Hmmm… I started out near enraptured by the genre-busting headbang funk that opens Xi’s (like the beginning of xylophone; not like Roman numeral eleven as I first thought) debut album. But it didn’t quite manage to go the distance. For the most part, The Glow of Television is a heavy-yet-catchy blend of plucky alterno rock, with big bass lines, pounding drums and dramatic, heartfelt blasts of vocal machismo. It also, at times, falls prey to samey-ness and occasionally lapses into bloated droning.

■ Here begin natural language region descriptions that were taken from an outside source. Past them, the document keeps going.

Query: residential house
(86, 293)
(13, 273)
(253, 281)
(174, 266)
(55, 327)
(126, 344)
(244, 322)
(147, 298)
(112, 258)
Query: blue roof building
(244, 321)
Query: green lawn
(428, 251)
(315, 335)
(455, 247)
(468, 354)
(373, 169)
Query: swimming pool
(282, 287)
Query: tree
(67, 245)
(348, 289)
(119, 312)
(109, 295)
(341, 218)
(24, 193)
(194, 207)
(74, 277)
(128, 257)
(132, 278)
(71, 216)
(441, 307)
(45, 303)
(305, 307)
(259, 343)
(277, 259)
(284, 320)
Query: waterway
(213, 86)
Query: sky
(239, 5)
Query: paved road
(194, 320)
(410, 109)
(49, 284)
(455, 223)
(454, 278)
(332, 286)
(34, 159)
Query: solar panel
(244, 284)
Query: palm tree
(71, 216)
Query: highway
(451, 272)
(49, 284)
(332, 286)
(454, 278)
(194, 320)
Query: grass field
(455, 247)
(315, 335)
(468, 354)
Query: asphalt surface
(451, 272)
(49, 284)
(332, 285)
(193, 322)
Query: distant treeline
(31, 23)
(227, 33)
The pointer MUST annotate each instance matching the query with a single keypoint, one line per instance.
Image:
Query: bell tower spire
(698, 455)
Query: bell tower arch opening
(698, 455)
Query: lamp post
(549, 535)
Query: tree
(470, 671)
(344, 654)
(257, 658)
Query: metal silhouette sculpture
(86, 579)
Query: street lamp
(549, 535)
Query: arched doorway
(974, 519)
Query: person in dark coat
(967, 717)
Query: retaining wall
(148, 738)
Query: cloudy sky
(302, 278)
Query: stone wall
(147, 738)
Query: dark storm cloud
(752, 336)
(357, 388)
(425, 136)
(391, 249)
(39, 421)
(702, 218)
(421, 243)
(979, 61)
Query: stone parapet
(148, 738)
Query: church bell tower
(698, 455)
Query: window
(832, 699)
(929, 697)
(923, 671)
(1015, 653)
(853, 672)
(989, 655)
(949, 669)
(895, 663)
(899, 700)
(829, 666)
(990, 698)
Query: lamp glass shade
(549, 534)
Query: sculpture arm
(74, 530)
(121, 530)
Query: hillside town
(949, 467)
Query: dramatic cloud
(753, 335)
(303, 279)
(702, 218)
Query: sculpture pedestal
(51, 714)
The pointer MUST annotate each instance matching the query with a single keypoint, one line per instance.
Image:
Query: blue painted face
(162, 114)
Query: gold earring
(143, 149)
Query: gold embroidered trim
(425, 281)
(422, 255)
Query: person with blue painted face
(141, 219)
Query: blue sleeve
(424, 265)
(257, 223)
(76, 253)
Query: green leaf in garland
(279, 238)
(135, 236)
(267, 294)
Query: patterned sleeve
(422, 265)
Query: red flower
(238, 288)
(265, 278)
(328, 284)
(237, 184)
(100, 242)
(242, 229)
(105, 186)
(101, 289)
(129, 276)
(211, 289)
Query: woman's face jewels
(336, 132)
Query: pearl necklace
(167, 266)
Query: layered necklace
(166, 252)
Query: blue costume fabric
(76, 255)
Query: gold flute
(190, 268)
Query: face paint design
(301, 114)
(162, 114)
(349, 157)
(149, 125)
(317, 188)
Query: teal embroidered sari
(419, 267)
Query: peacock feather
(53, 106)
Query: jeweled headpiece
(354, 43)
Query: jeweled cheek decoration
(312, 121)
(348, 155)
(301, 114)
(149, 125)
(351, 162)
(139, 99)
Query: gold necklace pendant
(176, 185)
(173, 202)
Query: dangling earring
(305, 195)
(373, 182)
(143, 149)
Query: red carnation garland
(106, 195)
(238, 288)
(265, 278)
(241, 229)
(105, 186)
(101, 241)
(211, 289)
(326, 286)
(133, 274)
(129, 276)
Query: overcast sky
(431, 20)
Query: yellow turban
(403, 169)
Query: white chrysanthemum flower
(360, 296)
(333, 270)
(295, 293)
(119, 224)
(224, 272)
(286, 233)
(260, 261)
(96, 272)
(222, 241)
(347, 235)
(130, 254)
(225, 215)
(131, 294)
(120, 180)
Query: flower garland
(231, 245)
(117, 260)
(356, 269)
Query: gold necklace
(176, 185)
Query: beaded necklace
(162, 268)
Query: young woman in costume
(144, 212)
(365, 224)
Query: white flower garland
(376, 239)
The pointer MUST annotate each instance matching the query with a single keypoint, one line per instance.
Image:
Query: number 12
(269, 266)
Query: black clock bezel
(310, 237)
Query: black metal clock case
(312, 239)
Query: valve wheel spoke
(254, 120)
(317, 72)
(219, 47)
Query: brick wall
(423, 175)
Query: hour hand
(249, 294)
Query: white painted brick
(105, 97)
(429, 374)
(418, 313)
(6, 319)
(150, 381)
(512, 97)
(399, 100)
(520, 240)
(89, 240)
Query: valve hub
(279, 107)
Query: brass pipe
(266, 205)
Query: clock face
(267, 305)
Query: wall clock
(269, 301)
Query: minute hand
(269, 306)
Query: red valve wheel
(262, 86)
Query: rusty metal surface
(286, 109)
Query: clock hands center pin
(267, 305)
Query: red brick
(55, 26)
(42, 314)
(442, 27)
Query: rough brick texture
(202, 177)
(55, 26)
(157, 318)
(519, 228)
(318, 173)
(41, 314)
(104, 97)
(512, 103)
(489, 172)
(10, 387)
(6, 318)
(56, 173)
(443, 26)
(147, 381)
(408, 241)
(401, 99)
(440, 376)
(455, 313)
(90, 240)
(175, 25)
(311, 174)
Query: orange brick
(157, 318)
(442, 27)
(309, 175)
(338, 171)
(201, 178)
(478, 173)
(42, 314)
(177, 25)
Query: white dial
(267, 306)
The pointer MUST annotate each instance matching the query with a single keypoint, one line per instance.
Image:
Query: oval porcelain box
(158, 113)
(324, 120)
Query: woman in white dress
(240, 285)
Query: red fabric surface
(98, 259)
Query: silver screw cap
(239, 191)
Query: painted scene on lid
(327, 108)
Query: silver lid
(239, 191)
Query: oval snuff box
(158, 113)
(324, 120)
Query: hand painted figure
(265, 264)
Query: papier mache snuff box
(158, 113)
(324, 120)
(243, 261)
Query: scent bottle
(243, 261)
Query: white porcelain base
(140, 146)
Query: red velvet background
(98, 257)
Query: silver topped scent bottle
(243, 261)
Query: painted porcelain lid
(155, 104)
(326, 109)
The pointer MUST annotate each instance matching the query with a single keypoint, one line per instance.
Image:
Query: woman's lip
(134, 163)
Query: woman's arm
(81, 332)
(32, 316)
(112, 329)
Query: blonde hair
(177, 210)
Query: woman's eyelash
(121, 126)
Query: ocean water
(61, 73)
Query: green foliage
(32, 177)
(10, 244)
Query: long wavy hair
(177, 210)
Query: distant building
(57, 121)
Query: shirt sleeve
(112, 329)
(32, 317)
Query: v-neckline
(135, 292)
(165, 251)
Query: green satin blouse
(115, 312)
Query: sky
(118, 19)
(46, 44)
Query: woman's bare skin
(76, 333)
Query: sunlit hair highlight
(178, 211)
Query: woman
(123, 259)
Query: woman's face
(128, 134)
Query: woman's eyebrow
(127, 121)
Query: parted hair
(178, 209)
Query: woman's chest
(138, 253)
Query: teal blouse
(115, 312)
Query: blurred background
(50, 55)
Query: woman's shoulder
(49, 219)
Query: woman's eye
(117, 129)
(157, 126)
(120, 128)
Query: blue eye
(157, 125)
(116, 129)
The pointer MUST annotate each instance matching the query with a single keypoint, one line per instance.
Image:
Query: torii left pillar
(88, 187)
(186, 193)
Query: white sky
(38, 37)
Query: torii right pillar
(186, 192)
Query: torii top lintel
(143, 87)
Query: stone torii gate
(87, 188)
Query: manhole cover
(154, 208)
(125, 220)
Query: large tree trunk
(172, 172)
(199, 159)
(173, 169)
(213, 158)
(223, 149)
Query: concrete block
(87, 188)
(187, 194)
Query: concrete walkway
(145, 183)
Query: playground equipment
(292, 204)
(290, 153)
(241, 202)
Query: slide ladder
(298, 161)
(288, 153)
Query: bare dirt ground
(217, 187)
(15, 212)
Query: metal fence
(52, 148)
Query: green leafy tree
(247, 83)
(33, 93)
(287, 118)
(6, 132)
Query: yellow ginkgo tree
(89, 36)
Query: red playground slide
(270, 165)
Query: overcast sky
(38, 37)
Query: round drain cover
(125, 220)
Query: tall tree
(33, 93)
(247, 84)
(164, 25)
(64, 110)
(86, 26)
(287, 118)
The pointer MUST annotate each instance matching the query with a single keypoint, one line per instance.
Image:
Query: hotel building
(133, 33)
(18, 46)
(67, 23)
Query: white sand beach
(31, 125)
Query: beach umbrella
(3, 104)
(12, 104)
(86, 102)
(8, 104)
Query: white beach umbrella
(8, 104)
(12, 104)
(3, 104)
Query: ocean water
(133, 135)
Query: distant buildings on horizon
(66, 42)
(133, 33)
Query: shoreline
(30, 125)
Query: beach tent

This is a solid effort, that threshes an interesting pathway between unpretentious prog rock and mature emo (if the latter is not oxymoronic). The vocals are heroically robust, the beats enthusiastic, the guitars wail, and the keyboard backdrops tower like monoliths. And fortunately, Xi manage to avoid the worst flabby clichés of the Donnington fields, which are the closest thing they have to a natural home. I was particularly enamoured by aforementioned opener ‘Silence’, the sharp beat of ‘My Dear’, and the lunging power of closer ‘I’m Trying’. I was less convinced by the grandiosity of ‘Faceless’ and the frantic fussiness underneath the crunching chords of ‘Under My Feet’. The strengths and weaknesses of the album are both epitomised in ‘Mantra’: it opens up with a Tin Pan Alley shuffle that builds into swaying funk but though the apocalyptic vocals impress throughout, the interesting opening inevitably tips over into baggy sweeps of Big Guitars that seem to expect to impress solely by dint of their largeness. Xi need to remember that just because something is big, it does not follow that it must therefore be interesting.

It’s a courageous effort on the whole, and for the most part successful. Xi are not quite as boundary-breaking as they might like to think, but their sound is just distinctive enough to be worth a listen. Not quite my cup of tea, but a robust album that commands a fair amount of respect.